Good luck with your submissions



  1. I’m a big fan of the 70’s portmanteau films (The Vault of Horror; The House that Dripped Blood; Asylum etc) and just recently I’ve been re-visiting these. OK, they’re dated and a little cheesy, but many of them were written by Robert Bloch, so they have a great pedigree behind them.

    I have great memories of watching these (and many others) on the horror double-bill on TV as a kid.

    In many ways it was these, as well as shows like the Twilight Zone and Night Gallery (and countless books, of course) that made me want to tell stories when I grew up.

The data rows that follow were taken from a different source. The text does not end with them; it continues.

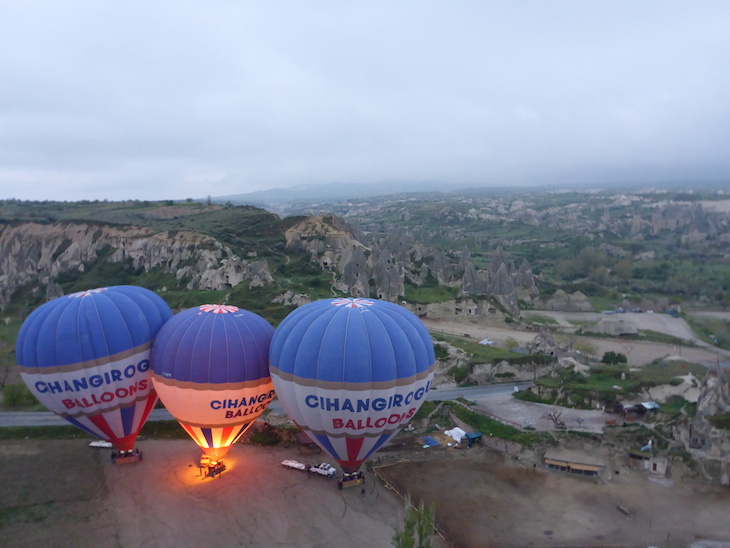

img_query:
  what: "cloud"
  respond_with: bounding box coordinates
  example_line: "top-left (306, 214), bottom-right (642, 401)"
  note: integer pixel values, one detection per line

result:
top-left (0, 0), bottom-right (730, 200)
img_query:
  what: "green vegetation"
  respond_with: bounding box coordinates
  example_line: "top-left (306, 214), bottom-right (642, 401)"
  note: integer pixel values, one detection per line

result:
top-left (448, 403), bottom-right (543, 447)
top-left (432, 333), bottom-right (545, 363)
top-left (413, 400), bottom-right (441, 421)
top-left (393, 493), bottom-right (436, 548)
top-left (405, 282), bottom-right (459, 304)
top-left (601, 350), bottom-right (628, 364)
top-left (707, 413), bottom-right (730, 430)
top-left (2, 383), bottom-right (40, 411)
top-left (522, 314), bottom-right (558, 325)
top-left (631, 360), bottom-right (707, 385)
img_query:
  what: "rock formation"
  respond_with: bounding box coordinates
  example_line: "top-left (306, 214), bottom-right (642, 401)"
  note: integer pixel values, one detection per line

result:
top-left (0, 223), bottom-right (273, 307)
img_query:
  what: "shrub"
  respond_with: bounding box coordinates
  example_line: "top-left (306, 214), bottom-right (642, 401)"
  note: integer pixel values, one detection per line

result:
top-left (3, 383), bottom-right (38, 409)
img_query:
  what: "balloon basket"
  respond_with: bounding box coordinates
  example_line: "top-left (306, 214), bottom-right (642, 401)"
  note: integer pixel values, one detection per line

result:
top-left (337, 472), bottom-right (365, 491)
top-left (112, 448), bottom-right (144, 464)
top-left (198, 454), bottom-right (226, 479)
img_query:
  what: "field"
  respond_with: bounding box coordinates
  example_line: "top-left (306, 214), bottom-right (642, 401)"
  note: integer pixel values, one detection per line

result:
top-left (0, 434), bottom-right (730, 548)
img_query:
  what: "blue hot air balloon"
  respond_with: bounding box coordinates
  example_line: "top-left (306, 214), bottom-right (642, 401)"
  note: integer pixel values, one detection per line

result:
top-left (16, 286), bottom-right (172, 451)
top-left (152, 304), bottom-right (274, 461)
top-left (269, 298), bottom-right (436, 474)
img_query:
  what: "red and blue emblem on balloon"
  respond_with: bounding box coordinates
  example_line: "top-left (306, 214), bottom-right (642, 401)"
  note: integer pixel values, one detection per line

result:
top-left (16, 286), bottom-right (172, 451)
top-left (269, 298), bottom-right (436, 473)
top-left (151, 304), bottom-right (274, 461)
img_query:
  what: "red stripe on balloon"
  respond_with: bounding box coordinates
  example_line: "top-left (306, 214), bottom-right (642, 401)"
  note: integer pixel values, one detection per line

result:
top-left (89, 413), bottom-right (117, 443)
top-left (137, 389), bottom-right (157, 433)
top-left (221, 426), bottom-right (233, 446)
top-left (178, 421), bottom-right (208, 447)
top-left (345, 438), bottom-right (365, 462)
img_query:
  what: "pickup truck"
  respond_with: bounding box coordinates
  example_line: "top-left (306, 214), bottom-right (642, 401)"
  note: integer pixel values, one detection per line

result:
top-left (281, 460), bottom-right (337, 478)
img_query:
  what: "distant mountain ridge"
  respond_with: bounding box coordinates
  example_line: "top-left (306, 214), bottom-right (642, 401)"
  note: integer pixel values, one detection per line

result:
top-left (213, 180), bottom-right (458, 205)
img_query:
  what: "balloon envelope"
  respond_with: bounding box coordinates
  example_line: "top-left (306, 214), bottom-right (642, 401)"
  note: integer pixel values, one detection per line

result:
top-left (269, 298), bottom-right (436, 473)
top-left (152, 305), bottom-right (274, 460)
top-left (16, 286), bottom-right (172, 451)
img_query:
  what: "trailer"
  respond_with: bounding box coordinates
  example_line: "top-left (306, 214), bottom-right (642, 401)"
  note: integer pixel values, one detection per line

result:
top-left (112, 448), bottom-right (144, 464)
top-left (198, 454), bottom-right (226, 478)
top-left (337, 472), bottom-right (365, 491)
top-left (281, 460), bottom-right (337, 478)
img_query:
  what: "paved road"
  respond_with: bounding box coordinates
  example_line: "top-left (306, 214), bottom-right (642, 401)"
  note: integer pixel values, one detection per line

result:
top-left (0, 382), bottom-right (530, 428)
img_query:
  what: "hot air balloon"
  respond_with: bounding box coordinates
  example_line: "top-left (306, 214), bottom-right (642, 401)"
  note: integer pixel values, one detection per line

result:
top-left (269, 298), bottom-right (436, 475)
top-left (16, 285), bottom-right (172, 455)
top-left (151, 305), bottom-right (274, 463)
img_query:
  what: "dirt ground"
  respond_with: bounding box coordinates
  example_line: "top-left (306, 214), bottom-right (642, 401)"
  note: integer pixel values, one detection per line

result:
top-left (0, 440), bottom-right (410, 548)
top-left (422, 310), bottom-right (730, 366)
top-left (0, 434), bottom-right (730, 548)
top-left (381, 449), bottom-right (730, 548)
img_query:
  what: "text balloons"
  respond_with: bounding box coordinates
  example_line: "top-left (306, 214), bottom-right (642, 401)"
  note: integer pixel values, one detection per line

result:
top-left (16, 286), bottom-right (172, 451)
top-left (269, 298), bottom-right (436, 473)
top-left (152, 305), bottom-right (274, 461)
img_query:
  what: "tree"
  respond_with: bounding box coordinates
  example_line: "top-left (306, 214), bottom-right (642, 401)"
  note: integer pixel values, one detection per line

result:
top-left (504, 337), bottom-right (520, 352)
top-left (613, 257), bottom-right (634, 282)
top-left (393, 493), bottom-right (418, 548)
top-left (601, 350), bottom-right (628, 364)
top-left (393, 493), bottom-right (436, 548)
top-left (573, 341), bottom-right (598, 356)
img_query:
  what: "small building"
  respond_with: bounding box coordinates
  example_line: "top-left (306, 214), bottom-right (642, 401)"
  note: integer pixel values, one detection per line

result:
top-left (626, 449), bottom-right (669, 477)
top-left (543, 449), bottom-right (606, 477)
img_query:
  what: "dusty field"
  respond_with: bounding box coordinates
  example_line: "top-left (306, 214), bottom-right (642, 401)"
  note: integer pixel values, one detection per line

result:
top-left (0, 440), bottom-right (730, 548)
top-left (381, 449), bottom-right (730, 548)
top-left (423, 310), bottom-right (730, 366)
top-left (0, 440), bottom-right (410, 548)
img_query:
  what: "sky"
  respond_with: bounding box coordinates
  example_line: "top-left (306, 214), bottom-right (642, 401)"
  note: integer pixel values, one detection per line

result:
top-left (0, 0), bottom-right (730, 201)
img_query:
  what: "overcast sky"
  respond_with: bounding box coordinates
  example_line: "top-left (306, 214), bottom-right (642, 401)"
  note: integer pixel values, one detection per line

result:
top-left (0, 0), bottom-right (730, 200)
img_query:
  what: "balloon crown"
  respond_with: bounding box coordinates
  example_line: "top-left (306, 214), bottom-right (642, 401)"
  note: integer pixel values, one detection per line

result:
top-left (199, 304), bottom-right (238, 314)
top-left (332, 298), bottom-right (374, 308)
top-left (68, 287), bottom-right (107, 299)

    Now and then, if I’m stuck in a writing rut or generally thinking ‘why bother?’ I just need a reminder of that initial spark.

  2. Very true. I'm often reminding people to revist the all-spark - I mean the initial spark, recapture that first feeling.

    Good suggestion.

    Sorry - I watched Transformers the other day and was somewhat smitten with the leading lady, so bits of the film seem to be stuck in my head at the moment.

  3. LRB - I love those old Amicus films. Asylum is a clear favourite.

    I'm putting my ancient notebooks of ideas onto a (tiddly)wiki and tagging everything. I'm only really leaving out the VERY bad or already done to death ideas. Not so much call for Cold War stories these days.

    Just entering all this is giving me ideas for further stories, but what I really want to do, when I've finished, is start comparing and contrasting different tags and see what sparks off each other.

    I love doing this sort of thing. It's the actual writing I find difficult.

  4. I stuff my head with information. National Geographic, Smithsonian, History Channel, Discovery Channel, that nonfiction book I've been meaning to read, anything. And reading-- like you say-- some good fiction. Watching movies I love helps too, particularly if they're beautiful.

    Pretty much the same as you, I guess!

  5. When not watching, listening to, or otherwise focusing my time on Korean Boy Bands, I have other tricks. No, really!

    1. Put MP3 player on shuffle and do something mindless (walk, nap, etc).

    2. Pick an actor/singer and google pictures of them. Taken out of context, the pictures can trigger ideas for characters and/or plots.

    3. Find something confusing and try to make sense of it. Asking, "Why are those men in their underwear?" has led me to learn a lot about Japan.

  6. Anton - research and organizing stuff is one of the very best ways to procrastinate. We really do need to put butt in chair though.

    Katey - pretty much the same as millions of us.

    Nat - sorry. I didn't mean to imply boy bands are the total depths of your depravity, but point 3 kind of announced your immense variety to everyone anyway ;c)

  7. Reading a good book or watching a good movie inspires me. Music does too.

  8. Reading and horror movies tend to be the best source of inspiration for me, and perhaps ranting on my blog.

    But if I'm really hunting for new ideas, themes and/or messages to get me going a good political historical book or documentary works wonders to either piss me off at the state of the world or to inspire me with cool stories about fighting back.

  9. Oh you tease! x-P

    For me, I have two teenage daughters who seem to run the gamut of emotional insanity to the point I have daily doses of inspiration. Just watching the ping-ponging moods seems to be a great help.